One final thing to discuss before leaving Thomas, is his understanding of metaphors in scripture. While it seems he would have preferred that God left metaphors out of scripture, he recognizes that since they are present they must be useful. As Thomas interprets them in scripture, he operates basically within an Aristotelian model of metaphor – he discusses metaphors at the level of words, he recognizes that some kind of similarity exists between the words, and he believes it takes insight, effort (Aristotle’s genius) to interpret the meaning of their connection. Thomas, however, goes further than Aristotle to tie the meaning to the historical or literal sense. In what in many ways was a response to the tortured use of the Four-Fold Sense of Scripture, Thomas insists that the literal sense have primacy over all other senses. Thus, as stated above, Thomas saw metaphor as useful for interpretation, but only in a limited or subordinate role.
As I revisited Aquinas, I have expanded on this statement and wanted to add it to the blog:
Aquinas interpreted scriptural metaphors as God’s deliberate means to communicate truth. Scripture is God’s self-revelation and Aquinas states, “Sacred science is established on principles revealed by God” (1.1.2). He is alluding to the fact that scripture is based on premises self-evident only to God and the blessed (1.1.2). Nevertheless, God designed scripture to reveal himself to humanity. In other words, the very purpose of scripture is to teach the truths necessary for salvation to humanity so it must be understandable to mankind if it is to be effective; it must act in accord with God’s designed purpose.

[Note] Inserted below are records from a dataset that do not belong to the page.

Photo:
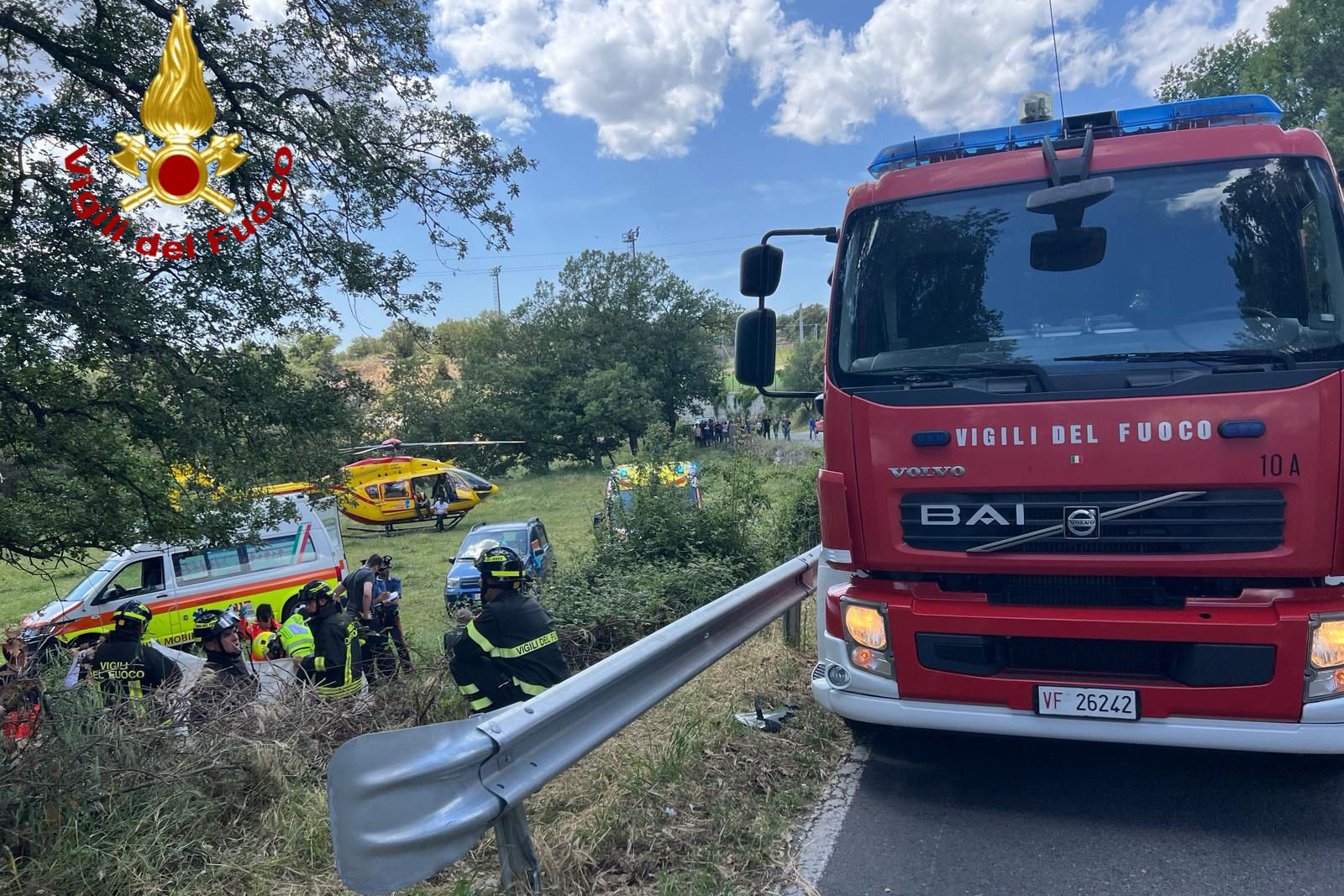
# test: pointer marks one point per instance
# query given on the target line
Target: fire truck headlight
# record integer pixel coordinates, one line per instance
(871, 660)
(1328, 644)
(867, 627)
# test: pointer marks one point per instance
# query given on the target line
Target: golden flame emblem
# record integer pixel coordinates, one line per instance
(178, 109)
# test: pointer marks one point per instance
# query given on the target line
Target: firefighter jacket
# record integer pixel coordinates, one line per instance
(296, 637)
(335, 665)
(124, 668)
(515, 633)
(228, 678)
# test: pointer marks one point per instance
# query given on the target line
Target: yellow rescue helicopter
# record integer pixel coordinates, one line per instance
(396, 490)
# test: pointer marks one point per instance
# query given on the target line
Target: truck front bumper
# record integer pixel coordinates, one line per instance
(1320, 731)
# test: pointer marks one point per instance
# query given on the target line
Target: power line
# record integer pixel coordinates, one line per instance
(631, 235)
(575, 251)
(553, 266)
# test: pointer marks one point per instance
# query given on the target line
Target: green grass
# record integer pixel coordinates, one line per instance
(685, 802)
(564, 500)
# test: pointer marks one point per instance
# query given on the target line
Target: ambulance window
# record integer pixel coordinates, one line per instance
(281, 551)
(225, 562)
(136, 579)
(190, 567)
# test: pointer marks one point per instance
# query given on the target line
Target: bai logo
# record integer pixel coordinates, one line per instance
(179, 112)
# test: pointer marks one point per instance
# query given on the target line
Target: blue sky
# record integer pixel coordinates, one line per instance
(705, 123)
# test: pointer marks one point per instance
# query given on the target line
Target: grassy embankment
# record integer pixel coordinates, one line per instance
(683, 801)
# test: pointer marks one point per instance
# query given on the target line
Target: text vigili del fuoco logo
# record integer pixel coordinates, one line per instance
(178, 110)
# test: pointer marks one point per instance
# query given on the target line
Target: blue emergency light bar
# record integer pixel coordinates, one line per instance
(1169, 116)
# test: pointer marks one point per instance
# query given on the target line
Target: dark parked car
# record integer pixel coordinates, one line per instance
(528, 537)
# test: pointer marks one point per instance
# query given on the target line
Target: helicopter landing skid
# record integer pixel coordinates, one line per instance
(390, 530)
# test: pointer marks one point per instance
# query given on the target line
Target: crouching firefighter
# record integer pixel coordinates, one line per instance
(510, 652)
(127, 671)
(335, 665)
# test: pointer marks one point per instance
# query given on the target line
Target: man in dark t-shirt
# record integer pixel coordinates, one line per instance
(358, 589)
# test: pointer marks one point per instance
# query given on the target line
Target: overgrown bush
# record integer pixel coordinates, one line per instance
(198, 795)
(664, 558)
(797, 517)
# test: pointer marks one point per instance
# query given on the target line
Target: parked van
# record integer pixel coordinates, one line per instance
(175, 582)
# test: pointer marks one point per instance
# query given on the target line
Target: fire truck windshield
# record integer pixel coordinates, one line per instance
(1213, 257)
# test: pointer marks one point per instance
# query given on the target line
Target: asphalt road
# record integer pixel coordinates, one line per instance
(976, 815)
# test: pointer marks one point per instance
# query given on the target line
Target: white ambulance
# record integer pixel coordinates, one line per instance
(175, 582)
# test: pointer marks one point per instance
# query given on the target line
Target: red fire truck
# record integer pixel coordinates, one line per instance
(1084, 432)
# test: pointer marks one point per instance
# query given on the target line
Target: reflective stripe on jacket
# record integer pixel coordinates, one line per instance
(335, 665)
(515, 631)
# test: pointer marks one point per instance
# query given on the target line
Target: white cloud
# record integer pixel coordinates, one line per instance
(488, 100)
(651, 73)
(483, 34)
(648, 73)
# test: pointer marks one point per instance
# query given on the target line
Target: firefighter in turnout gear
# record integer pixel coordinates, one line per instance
(510, 652)
(296, 638)
(336, 661)
(219, 633)
(123, 668)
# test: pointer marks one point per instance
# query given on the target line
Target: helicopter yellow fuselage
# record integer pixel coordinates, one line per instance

In order for scripture to accomplish its central purpose, Aquinas believes God must accommodate himself in scripture to humanity’s level of understanding, or as Aquinas writes, “according to the capacity of our nature” (1.1.9). Therefore, since humankind naturally learns through external senses (1.1.9) Aquinas determines “it is befitting Holy Writ to put forward divine and spiritual truths by means of comparisons with material things” (1.1.9). Thus, scripture’s use of metaphors is not unbecoming of its intent rather it is fitting for the purpose of revealing God. Aquinas asserts, however, metaphorical readings must be governed so that one can judge between acceptable and unacceptable meanings. In this regard, he says that everything scripture teaches metaphorically is elsewhere in scripture taught more openly (1.1.9). Here again, Aquinas’ doctrine of scripture, as divinely authored with a purpose, influences his methods of interpreting scripture and accordingly, he treats metaphors not as barriers to truth but as a fitting channel through which God communicates His truth to mankind.
 “The blessed” are those who have seen God face to face. Thus, knowledge of God is no longer veiled but fully discovered.
 This alludes to another aspect of Thomas’ methodology for interpreting Scripture, namely that scripture interprets scripture. Even though he does not stress this in certain terms within his Summa Theologica it becomes self evident when one studies his exegetical works.